In the field of very large scale integration (VLSI) semiconductor devices, as the number of circuits which can be fabricated on a given chip have increased, the manufacturer has increasingly had difficulty in assuring that the device manufactured actually meets its design specifications. This added difficulty has resulted from the fact that once a device is manufactured, there is no easy way to probe the various circuit points in the device to determine if all the circuits are functioning properly.
In order to overcome this problem, device manufacturers have come up with various test strategies. One approach is to functionally test each device using a known test sequence and to analyze the response of the device under test to the known test sequence. If the response is correct, then the device has passed that particular test and further tests can be conducted.
The functional test approach is reasonably effective for relatively simple devices with relatively few possible responses to a relatively few number of possible inputs. As devices become much more complex, however, functional testing quickly becomes a very lengthy process as the number of possible input stimuli to the device increases. Consequently, functional testing has not proved to be an effective approach for testing VLSI devices.
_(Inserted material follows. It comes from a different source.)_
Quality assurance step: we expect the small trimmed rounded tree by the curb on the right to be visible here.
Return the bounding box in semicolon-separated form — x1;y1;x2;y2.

To overcome this difficulty, various other approaches have been suggested. The level sensitive scan design approach is one which has been utilized by many design teams. In this approach, a scan path is established which allows data to be scanned into internal registers in a device under test. Then, the device is allowed to run for one or more clock cycles. Thereafter, data is scanned out of the device and compared with the data expected as determined by a logic simulator. When the simulator output and the scanned output do not agree, a manufacturing flaw has been detected.
The LSSD design philosophy does have some drawbacks. In the first place, the circuitry required to implement an LSSD design is quite a bit larger in number and size than a comparable design made without compliance with LSSD design rules. In the second place, many circuits, such as flip-flops, are difficult to design and layout in a manner which complies with LSSD design rules. In the third place, circuits which do meet LSSD design rules frequently require a considerably larger number of interconnects which further reduces the actually usable area of a gate array device in which the circuit is included. In the fourth place, typical designs which do comply with LSSD design rules are capacitive thereby slowing the circuit operation.